At a time when higher education is actively experimenting with competency-based education (CBE), confusion abounds about what CBE is and the extent of its contribution to the present transformation of higher education. As part of our ongoing coverage of the CBE marketplace, Eduventures has spoken with over 300 higher education industry leaders about this practice. Part of our goal was to better understand myths and misconceptions about CBE, of which there are many. Here are five of the most common myths and misconceptions we heard:
  1. CBE is just a fad. Actually, this could not be further from the truth. As a distinct program format, CBE has steadily matured for well over 40 years into a market that Eduventures now estimates consists of about 150 institutions enrolling 200,000 students. CBE also builds on hundreds of years of complementary advancements in teaching and learning, from apprenticeships, mentor-based learning, and vocational training to extension and continuing education, workforce training, and online learning. These movements have always been focused on competency. CBE just extends these efforts into a new era of teaching and learning.
  1. CBE is not for everyone. Along these same lines, CBE is commonly seen as a unique approach to teaching and learning that not all institutions will pursue. This is plausible but narrow-sighted. Good education, after all, has always been “based” on alignment with some notion of “competency.” Assuming the goal of education is to prepare students for success in particular subjects, jobs, or fields through advanced study in a discipline, any institution committed to student success should also be committed to CBE.
  1. CBE is about skills, not abstract knowledge. CBE is often characterized as nothing more than skills-based training, which is a myopic viewpoint. While it is indeed practical in nature, CBE can (and should) also focus the exploration of ideas, theories, and concepts, provided that what students encounter is also applied in a professional, academic, or personal context. In essence, CBE is not only about skills, but also about the application of skills against the backdrop of deep knowledge. This process is enhanced by complementary notions, such as applied theory, engaged scholarship, or evidence-based learning, which themselves are competency-based in nature.
  1. CBE is only for adult learners. Although CBE has historically taken root mostly among adult-serving institutions, such as completion colleges and online schools, this is hardly the extent of this market. Many types of institutions today are experimenting with CBE for traditional-age learners. This may include institutions and schools that incorporate pedagogic concepts like project-based learning, scenario-based training, and adaptive instruction, all of which are competency-based by design and no less conversant with some of the same principles and practices that inform adult-serving programs (e.g., self-directed learning). This may also include institutions training undergraduates for careers in STEM and other technical disciplines. These types of programs have always been competency-based.

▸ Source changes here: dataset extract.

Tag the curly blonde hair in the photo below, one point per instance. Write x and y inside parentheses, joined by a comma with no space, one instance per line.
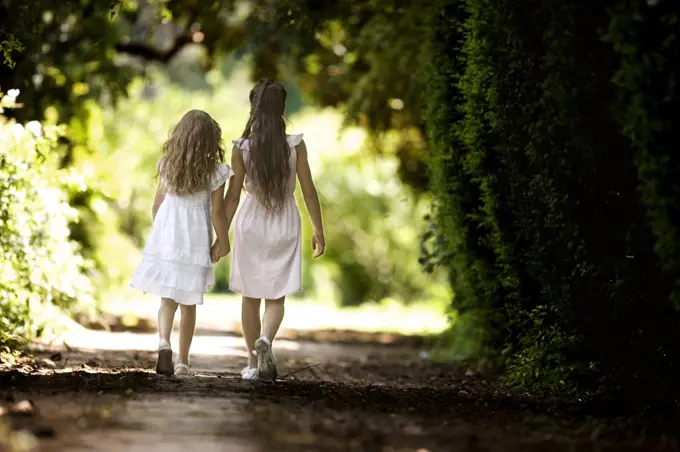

  1. CBE means uncoupling from the credit hour. Commonly, CBE is described as prioritizing learning over time spent in a classroom. While accurate, this description seems to suggest that CBE is somehow in conflict with conventional time-bound measures of learning, such as the credit hour (or Carnegie Unit), which is not true. Nearly all CBE programs, in fact, follow a credit hour model, which in no way conflicts with a competency-based design for learning. CBE institutions, for instance, may opt simply to map competencies to credit hours through a process called credit hour equivalency. Alternatively, they may simply incorporate the principles and practices of CBE into an otherwise wholly time-bound, credit-bearing program, often through a process called outcomes-based course design. Either approach allows for experimentation with CBE without ever having to navigate the cultural, regulatory, and technical hurdles that come with uncoupling from the credit hour.

The Bottom Line

Without a doubt, CBE is transforming higher education. It is time to forge a more productive conversation about its value and contribution, which is longstanding, vast, and of endless possibility provided we broaden the aperture and think more holistically about this practice.